Find second-generation restaurant spaces with manageable rents away on the edges of town, where there is a dearth of good locally owned restaurants. Create an affordable menu with populist appeal along with enough refined dishes and a local sourcing ethos to please the finicky and conscientious diner. Staff the restaurants with well-trained, happy faces. Execute. Watch the crowds roll in.

Although there’s some truth to the formula (see Gilmore’s takeover of the former Fork & Vine space for another JAK), it’s the food that made Salt Traders an instant success. Odam is quick to call out the restaurant’s differentiators among the ubiquitous seafood grill. Among those include the chowder, “studded with clams and fragrant with an abundance of leeks,” and a ceviche spilling with tuna, salmon, grouper, and mango pico. Additional dishes he called out included the fried fish sandwich, blackened black drum enchiladas, and a silky coconut mousse dessert.

A downfall of being the “it” restaurant in town is, of course, the crowds — especially around the holidays when Odam visited. The kitchen’s misfires were dismissed as ones that the critic doesn’t expect to see again — not from a veteran like Gilmore with his winning record.

Chronicle food critic Brandon Watson found delicious reasons to visit two plant-based food trucks with two very different approaches. First, putting on-trend ingredients like turmeric, activated charcoal, and cashew milk at the forefront is West Live Oak Street food truck Curcuma. The plant-forward menu inspired by Ayurveda, which means black lemonade, golden mylk ice cream, “superfoods drinks,” a spirulina-pesto zoodle bowl, and more.

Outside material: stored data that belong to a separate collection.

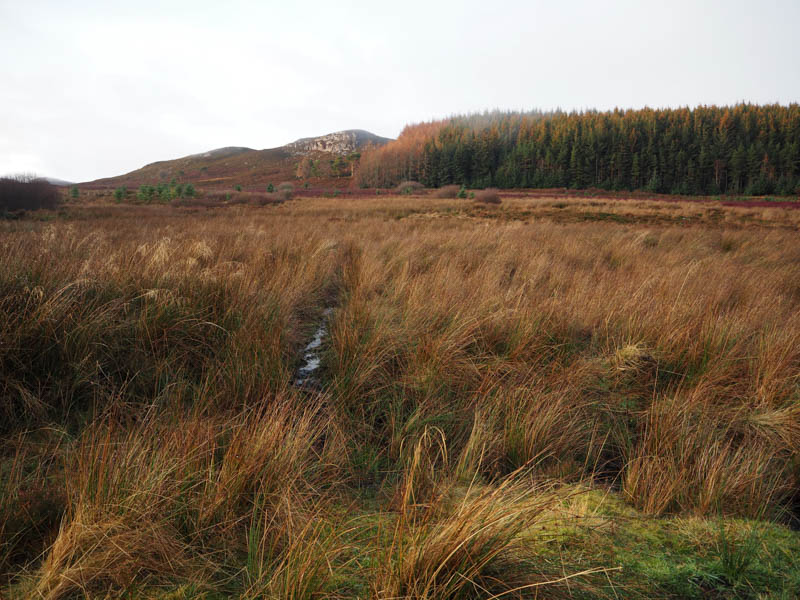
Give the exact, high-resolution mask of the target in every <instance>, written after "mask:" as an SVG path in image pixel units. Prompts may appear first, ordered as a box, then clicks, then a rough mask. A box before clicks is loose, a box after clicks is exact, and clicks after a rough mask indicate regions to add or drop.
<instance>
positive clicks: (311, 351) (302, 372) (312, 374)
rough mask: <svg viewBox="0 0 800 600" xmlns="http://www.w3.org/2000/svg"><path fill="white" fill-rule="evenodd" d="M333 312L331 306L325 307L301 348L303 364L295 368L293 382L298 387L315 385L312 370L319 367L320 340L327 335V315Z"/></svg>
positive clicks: (315, 385) (327, 326) (310, 386)
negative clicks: (316, 325)
mask: <svg viewBox="0 0 800 600" xmlns="http://www.w3.org/2000/svg"><path fill="white" fill-rule="evenodd" d="M332 312H333V309H332V308H326V309H325V310H324V311H323V313H322V315H323V317H324V318H323V320H322V321H321V322H320V324H319V327H317V331H316V332H315V333H314V337H313V338H312V340H311V341H310V342H308V345H307V346H306V347H305V349H304V350H303V361H304V363H303V366H301V367H300V368H299V369H298V370H297V375H296V376H295V380H294V384H295V385H296V386H298V387H317V385H318V384H319V381H317V379H316V377H314V372H315V371H316V370H317V369H319V365H320V362H321V357H320V348H321V347H322V340H324V339H325V336H326V335H328V326H327V324H328V317H329V316H330V314H331V313H332Z"/></svg>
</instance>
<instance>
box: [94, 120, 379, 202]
mask: <svg viewBox="0 0 800 600" xmlns="http://www.w3.org/2000/svg"><path fill="white" fill-rule="evenodd" d="M389 141H391V140H390V139H389V138H384V137H381V136H378V135H375V134H373V133H370V132H368V131H364V130H361V129H350V130H346V131H337V132H334V133H329V134H326V135H323V136H319V137H313V138H302V139H299V140H296V141H294V142H292V143H290V144H286V145H285V146H280V147H278V148H269V149H265V150H255V149H253V148H246V147H240V146H228V147H225V148H217V149H215V150H209V151H208V152H201V153H199V154H191V155H189V156H184V157H182V158H177V159H173V160H163V161H158V162H154V163H150V164H148V165H145V166H144V167H142V168H140V169H136V170H135V171H131V172H130V173H126V174H124V175H119V176H116V177H107V178H103V179H97V180H95V181H91V182H87V183H84V184H82V186H81V187H84V188H88V189H107V188H113V187H119V186H123V185H124V186H127V187H129V188H131V187H137V186H139V185H145V184H157V183H161V182H168V181H171V180H173V179H174V180H176V181H178V182H181V183H192V184H194V185H196V186H199V187H203V188H216V187H225V188H227V187H230V186H233V185H241V186H244V187H248V186H260V185H265V184H268V183H278V182H280V181H286V180H291V179H294V178H295V177H296V175H297V174H298V170H299V168H300V167H301V164H302V165H304V166H305V170H304V172H303V174H304V177H303V178H304V179H316V180H317V181H316V184H317V185H320V184H321V185H325V184H328V185H335V183H336V180H338V179H339V178H340V177H341V176H345V175H350V174H351V172H352V167H353V165H352V162H353V161H355V160H357V158H358V156H357V155H358V153H360V152H361V151H362V150H364V149H366V148H369V147H376V146H381V145H383V144H386V143H387V142H389ZM354 155H356V156H354Z"/></svg>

While lightly-cooked sweet potato toasts seemed too crunchy at first, chef and owner Rachel Musquiz's gratifying toppings ultimately won Watson over. While the "shockingly drinkable" super matcha latte and seemingly indulgent rose tahini cacao truffles also earned recognition, the highlight was the beans and grain-centric Kitchari Bowl:

The intersection between Curcuma's ayurvedic principles and Musquiz's craft peaks with the kitchari bowl [...] This bowl earns its hype by avoiding extraneous ingredients and garnishes. Everything has a purpose, from the chomp of the chickpeas to the snap of the massaged (ugh) spinach, and the dabs of flavor – a ginger chutney, pickled onions, sesame seeds on the avocado – make each bite distinct, avoiding the monotony of many grain bowls.

For Watson’s second review, the Great Y'all truck on Chicon steers towards a different direction. It takes an understated approach to veganism, describing its menu as “Asian-style bar food, always 100% vegan.” It’s the brainchild of Jenna Ryan and Beth Davidson, both former cooks from Mother's Cafe & Garden. Sure, the duo serves up golden milk, but it’s the gobi wings (made with fried cauliflower), bao (with jackfruit), rangoon (with cashew tofu cream chz), and more that headline the offerings.

Notably, the menu can satiate the hungry bar-goers of the area without doling out the clinging grease that far too often accompanies similar fried fare.

[N]othing we sampled had much in the way of clinging grease. The fried spring rolls ($3) are basic in the best way (you won't notice a difference from your favorite) and the gobi wings ($6) stand up against the many versions that are popping up around town. Samosa wontons ($7) feel lighter than their non-fusion counterpoint, and a few scattered raisins add some nuance to the potato and pea mix.

THE BLOGS — ATX Eats and Treats checked out Nashville import Desano Pizzeria while Dine with Shayda also talked pizza after visiting Aviator Pizza’s Austin location, and The Austinot dished on the five most stylish bars in Austin.